Caveat 1: No historical backfill. These tables start populating from the day you enable them. If you enable them on March 25th, your first pseudonymous_users_20260325 table appears the next day. There’s no retroactive export for users who were active before that date. Enable it now, even if you don’t plan to use it immediately.

Caveat 2: User counts won’t match event-derived counts. The pseudonymous_users_* table contains users who were active during the export window, based on Google’s internal definition of “active.” If you count distinct user_pseudo_id values from events_* for the same date range, you’ll get a different number. This is expected — the scoping logic is different. Don’t try to reconcile them; use each table for its intended purpose.

Caveat 3: Audience membership reflects a point-in-time snapshot.

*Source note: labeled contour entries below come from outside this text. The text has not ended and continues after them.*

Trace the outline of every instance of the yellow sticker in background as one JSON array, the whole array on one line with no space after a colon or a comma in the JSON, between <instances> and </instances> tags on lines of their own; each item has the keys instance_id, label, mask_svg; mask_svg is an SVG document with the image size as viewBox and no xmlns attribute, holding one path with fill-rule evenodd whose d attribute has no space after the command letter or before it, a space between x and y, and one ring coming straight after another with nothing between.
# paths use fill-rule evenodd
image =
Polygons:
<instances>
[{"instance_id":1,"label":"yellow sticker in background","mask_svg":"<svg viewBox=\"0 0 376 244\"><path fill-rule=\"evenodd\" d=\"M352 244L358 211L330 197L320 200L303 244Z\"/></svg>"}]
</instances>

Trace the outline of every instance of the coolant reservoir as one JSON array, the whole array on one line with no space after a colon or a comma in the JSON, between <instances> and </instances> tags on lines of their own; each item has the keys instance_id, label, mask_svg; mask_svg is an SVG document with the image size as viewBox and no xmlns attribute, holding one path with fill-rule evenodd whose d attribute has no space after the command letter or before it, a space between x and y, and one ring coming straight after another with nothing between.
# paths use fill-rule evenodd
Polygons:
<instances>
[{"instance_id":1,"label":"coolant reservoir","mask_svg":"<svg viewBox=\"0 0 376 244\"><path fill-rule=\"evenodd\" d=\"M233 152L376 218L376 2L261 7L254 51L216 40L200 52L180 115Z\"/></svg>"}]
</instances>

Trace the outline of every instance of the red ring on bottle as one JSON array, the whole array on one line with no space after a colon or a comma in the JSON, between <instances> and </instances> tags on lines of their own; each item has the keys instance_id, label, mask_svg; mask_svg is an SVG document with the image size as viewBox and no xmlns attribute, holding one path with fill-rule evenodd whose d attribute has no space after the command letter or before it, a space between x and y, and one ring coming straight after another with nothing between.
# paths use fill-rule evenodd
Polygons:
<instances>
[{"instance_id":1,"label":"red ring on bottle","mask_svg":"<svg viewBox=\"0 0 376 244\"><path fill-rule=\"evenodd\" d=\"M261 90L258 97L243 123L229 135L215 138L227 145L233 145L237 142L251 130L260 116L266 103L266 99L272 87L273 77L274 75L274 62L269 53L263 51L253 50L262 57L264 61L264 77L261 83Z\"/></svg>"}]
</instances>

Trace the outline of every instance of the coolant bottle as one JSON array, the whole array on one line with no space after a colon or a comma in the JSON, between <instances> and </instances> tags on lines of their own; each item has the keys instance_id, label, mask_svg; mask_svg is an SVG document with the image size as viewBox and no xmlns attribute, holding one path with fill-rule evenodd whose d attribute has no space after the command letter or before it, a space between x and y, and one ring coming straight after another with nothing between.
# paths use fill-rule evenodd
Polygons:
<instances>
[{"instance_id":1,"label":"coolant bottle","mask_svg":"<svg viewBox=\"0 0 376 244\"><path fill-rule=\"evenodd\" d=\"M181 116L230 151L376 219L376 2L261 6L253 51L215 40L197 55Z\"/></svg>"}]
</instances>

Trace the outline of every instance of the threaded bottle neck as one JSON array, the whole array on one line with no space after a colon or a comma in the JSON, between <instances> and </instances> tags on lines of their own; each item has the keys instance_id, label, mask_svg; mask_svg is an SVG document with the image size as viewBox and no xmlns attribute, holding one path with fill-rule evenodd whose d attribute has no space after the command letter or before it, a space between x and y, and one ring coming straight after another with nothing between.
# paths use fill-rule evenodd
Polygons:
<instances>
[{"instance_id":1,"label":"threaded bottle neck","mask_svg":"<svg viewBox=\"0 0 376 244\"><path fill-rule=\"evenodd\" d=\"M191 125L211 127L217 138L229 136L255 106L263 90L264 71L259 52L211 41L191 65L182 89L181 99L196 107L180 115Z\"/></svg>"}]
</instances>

The export captures which audiences a user belongs to at the time of export. It doesn’t give you a full history of audience membership changes. If a user left and rejoined an audience, you’ll only see the current membership.

Caveat 4: Predictive metrics require minimum thresholds. Google’s purchase probability, churn probability, and revenue prediction models only activate if your property has enough data (roughly 1,000 purchasers and 1,000 churners in the past 28 days, plus other conditions). Smaller properties will see these fields as NULL.

First, check whether you even have these tables:

SELECT
table_name,
TIMESTAMP_MILLIS(creation_time) AS created,
ROUND(size_bytes / POW(1024, 2), 1)
AS size_mb,
row_count
FROM
`your_project.analytics_123456789`
.__TABLES__
WHERE
table_name LIKE 'pseudonymous_users_%'
OR table_name LIKE 'users_%'
ORDER BY table_name DESC
LIMIT 10

If this returns no rows, the user export isn’t enabled. Go enable it.

If it does return rows, take a look at what you’ve got:

SELECT
user_pseudo_id,
audiences,
predictions,
user_properties,
user_ltv
FROM
`your_project.analytics_123456789`
.`pseudonymous_users_*`
WHERE
_TABLE_SUFFIX = FORMAT_DATE(
'%Y%m%d',
DATE_SUB(CURRENT_DATE(), INTERVAL 2 DAY)
)
LIMIT 20

Browse those results. If you see audience arrays populated with the segments you’ve built in the GA4 interface, and prediction scores with actual values instead of NULLs, you’ve got a data source that would have taken weeks to approximate from raw events. If predictions are all NULL, check whether your property meets Google’s minimum thresholds — that’s a volume issue, not a configuration one.

Either way, now you know what’s there. And knowing is considerably better than spending two days writing SQL to approximate it.